The decision to lift the chip export ban is a clear financial win for U.S. chipmakers like Nvidia and AMD. But giving China easier access to critical hardware could also cost America its competitive edge in the AI industry. 

Regardless, Sacks called the move “pragmatic,” arguing that while “we’re not selling our latest greatest chips to China, we can deprive Huawei of having this giant market share.” Indeed, Commerce Secretary Howard Lutnick told CNBC that China is only getting Nvidia’s “fourth best chip,” and that it is not as good as the chips American companies are using. “The Chinese are more than capable of building their own,” he said. “You want to keep one step ahead of what they can build, so they keep buying our chips.”

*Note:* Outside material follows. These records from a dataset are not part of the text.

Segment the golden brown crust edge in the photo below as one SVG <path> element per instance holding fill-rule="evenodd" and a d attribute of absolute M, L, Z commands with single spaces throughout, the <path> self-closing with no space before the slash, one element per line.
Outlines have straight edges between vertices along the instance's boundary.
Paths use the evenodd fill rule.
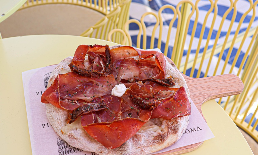
<path fill-rule="evenodd" d="M 72 57 L 64 59 L 58 64 L 50 78 L 50 85 L 62 70 L 69 70 L 68 64 Z M 176 87 L 184 86 L 189 97 L 189 90 L 185 81 L 175 66 L 167 62 L 166 76 L 174 78 Z M 63 69 L 62 69 L 63 68 Z M 86 151 L 94 152 L 100 154 L 145 154 L 166 148 L 177 141 L 181 137 L 189 122 L 189 116 L 164 120 L 159 126 L 162 129 L 159 132 L 147 130 L 137 133 L 121 146 L 113 149 L 107 148 L 89 136 L 81 127 L 76 128 L 64 135 L 61 131 L 66 124 L 67 112 L 58 108 L 50 104 L 46 104 L 47 115 L 53 128 L 60 136 L 71 146 Z"/>

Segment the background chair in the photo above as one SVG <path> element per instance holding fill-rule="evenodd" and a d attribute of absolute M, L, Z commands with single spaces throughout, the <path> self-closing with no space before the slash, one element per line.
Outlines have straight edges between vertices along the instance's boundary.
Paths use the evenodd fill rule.
<path fill-rule="evenodd" d="M 129 19 L 130 2 L 131 0 L 29 0 L 0 23 L 0 31 L 3 38 L 46 34 L 79 35 L 99 23 L 113 24 L 107 22 L 116 13 L 115 21 L 119 22 L 115 26 L 105 30 L 109 31 L 122 28 Z M 120 16 L 124 17 L 119 19 Z"/>
<path fill-rule="evenodd" d="M 237 75 L 245 85 L 243 93 L 217 101 L 258 142 L 258 1 L 249 0 L 241 12 L 237 0 L 220 2 L 228 5 L 223 11 L 220 1 L 183 0 L 176 6 L 163 6 L 140 20 L 129 20 L 122 29 L 112 30 L 108 40 L 119 33 L 123 34 L 124 45 L 159 48 L 192 77 Z M 201 3 L 205 5 L 199 7 Z M 128 30 L 130 27 L 133 29 Z"/>
<path fill-rule="evenodd" d="M 121 1 L 117 8 L 109 14 L 102 18 L 95 24 L 90 27 L 81 36 L 107 40 L 108 34 L 115 29 L 122 29 L 129 20 L 130 4 L 131 0 Z M 118 33 L 113 36 L 113 42 L 122 44 L 122 37 Z"/>

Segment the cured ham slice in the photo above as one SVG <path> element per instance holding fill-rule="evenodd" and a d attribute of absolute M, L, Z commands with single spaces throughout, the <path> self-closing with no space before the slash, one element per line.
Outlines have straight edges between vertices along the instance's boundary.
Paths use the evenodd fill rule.
<path fill-rule="evenodd" d="M 102 98 L 107 108 L 82 115 L 81 123 L 88 134 L 109 148 L 120 146 L 150 118 L 151 111 L 141 109 L 130 99 L 123 102 L 122 98 L 111 95 Z"/>
<path fill-rule="evenodd" d="M 118 79 L 130 80 L 132 78 L 140 80 L 151 77 L 160 79 L 165 78 L 166 60 L 164 55 L 161 53 L 156 51 L 141 50 L 130 46 L 123 46 L 111 49 L 110 53 L 112 55 L 112 62 L 113 62 L 113 66 L 116 66 L 115 68 L 117 69 L 122 70 L 117 72 L 118 73 L 117 74 Z M 125 60 L 137 56 L 140 59 L 135 59 L 135 62 Z M 147 59 L 154 56 L 155 61 Z M 120 67 L 120 65 L 122 66 Z M 131 65 L 132 68 L 130 68 Z M 126 66 L 125 68 L 124 67 L 125 66 Z M 127 67 L 128 69 L 127 71 Z M 114 75 L 114 76 L 115 76 Z"/>
<path fill-rule="evenodd" d="M 73 110 L 95 97 L 111 93 L 117 84 L 112 75 L 93 78 L 74 72 L 60 74 L 42 94 L 41 102 Z"/>
<path fill-rule="evenodd" d="M 191 114 L 191 105 L 184 88 L 181 87 L 173 96 L 164 99 L 152 111 L 151 118 L 162 118 L 171 120 L 176 117 Z"/>

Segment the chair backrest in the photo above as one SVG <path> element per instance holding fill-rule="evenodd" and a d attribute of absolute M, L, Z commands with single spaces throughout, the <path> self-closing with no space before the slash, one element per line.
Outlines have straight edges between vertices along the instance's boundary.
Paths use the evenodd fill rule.
<path fill-rule="evenodd" d="M 44 4 L 72 4 L 90 8 L 106 15 L 119 5 L 122 0 L 28 0 L 20 9 Z"/>
<path fill-rule="evenodd" d="M 81 34 L 81 36 L 107 40 L 108 34 L 115 29 L 122 29 L 129 20 L 130 4 L 131 0 L 121 1 L 117 8 L 103 17 L 94 25 Z M 118 33 L 113 36 L 112 41 L 121 44 L 122 37 Z"/>
<path fill-rule="evenodd" d="M 189 76 L 239 76 L 245 86 L 242 93 L 217 101 L 237 125 L 258 142 L 255 117 L 258 115 L 258 1 L 249 0 L 249 7 L 240 12 L 238 1 L 202 1 L 205 8 L 198 7 L 200 0 L 195 4 L 182 1 L 176 7 L 165 5 L 157 13 L 144 13 L 140 21 L 129 20 L 122 29 L 112 31 L 109 39 L 120 33 L 124 34 L 125 45 L 159 48 Z M 223 3 L 229 7 L 222 10 Z M 148 18 L 155 21 L 147 23 Z M 130 33 L 131 23 L 138 25 L 138 33 L 135 28 Z"/>

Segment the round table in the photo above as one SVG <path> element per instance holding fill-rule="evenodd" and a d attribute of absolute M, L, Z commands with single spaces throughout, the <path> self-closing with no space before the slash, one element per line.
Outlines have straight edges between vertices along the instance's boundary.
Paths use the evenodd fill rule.
<path fill-rule="evenodd" d="M 21 73 L 58 63 L 72 56 L 81 44 L 115 43 L 79 36 L 25 36 L 0 39 L 0 98 L 2 154 L 32 154 Z M 187 154 L 253 154 L 246 141 L 226 112 L 214 100 L 202 111 L 215 138 Z"/>
<path fill-rule="evenodd" d="M 0 1 L 0 22 L 17 11 L 27 0 Z"/>

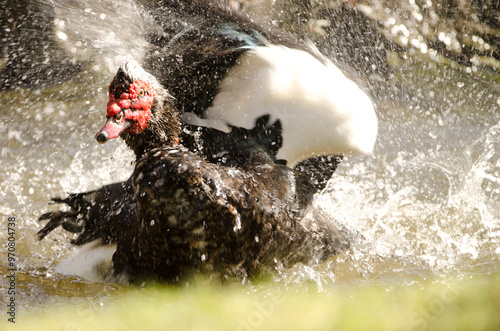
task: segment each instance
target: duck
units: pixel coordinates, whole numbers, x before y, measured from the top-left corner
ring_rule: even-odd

Behind the scenes, Lutnick reportedly wove the chip‑export reversal into broader negotiations involving access to rare‑earth metals, easing restrictions in return for China’s commitment to resume shipments of minerals essential to U.S. manufacturing. 

For Nvidia, CEO Jensen Huang dubbed the decision a “turning point,” pledging to “accelerate the recovery” of $4.5 billion in unsold inventory and rebuild ties with China-based customers. AMD chimed in with its own good news that MI308 license applications are progressing, restoring competition in a market that had gone cold. 

Not everyone shares the optimism, though. Critics like Rep. John Moolenaar warn that reopening access to Nvidia chips could “strengthen China’s military capabilities, suppress citizens and threaten U.S. innovation.” Even so, many executives see the policy shift as a way to free up capital for next‑generation architectures, with America still at the top. 

“America remains ahead, but its margin of safety now depends less on simple chip counts and more on sustaining leadership in software tooling, foundational research and next-generation silicon,” Dawani said. If the U.S. sticks to “coherent” export rules — restricting only truly frontier GPUs while allowing mid-tier parts — the country will likely maintain its advantage, he said. But if policies falter, or China’s efficiency gains outpace U.S. innovation, America’s lead could shrink fast. 

Ultimately, the real test will be whether U.S. firms can leverage renewed China sales to fund breakthroughs beyond today’s green‑zone GPUs. In that sense, the chip ban reversal isn’t just a business decision — it’s a strategic chess move that bets on America’s ability to sustain long‑term leadership in the global AI race.

Frequently Asked Questions

The United States government prevents Nvidia from selling some of its more advanced AI chips in order to prevent the Chinese military and surveillance agencies from accessing cutting-edge processing power. These restrictions were initially imposed in 2022 by President Joe Biden and were then expanded by President Donald Trump in 2025. Trump has since reversed some of the restrictions.

 

As of July 2025, Nvidia can sell its H20 inference chip, as well as its RTX PRO series, to China. AMD can also sell its MI308 chip.

 

When approached for comment, Nvidia referred Built In to its official blog post. The White House directed Built In to Commerce Secretary Howard Lutnick’s interview with CNBC. Ellen Glover contributed reporting for this story.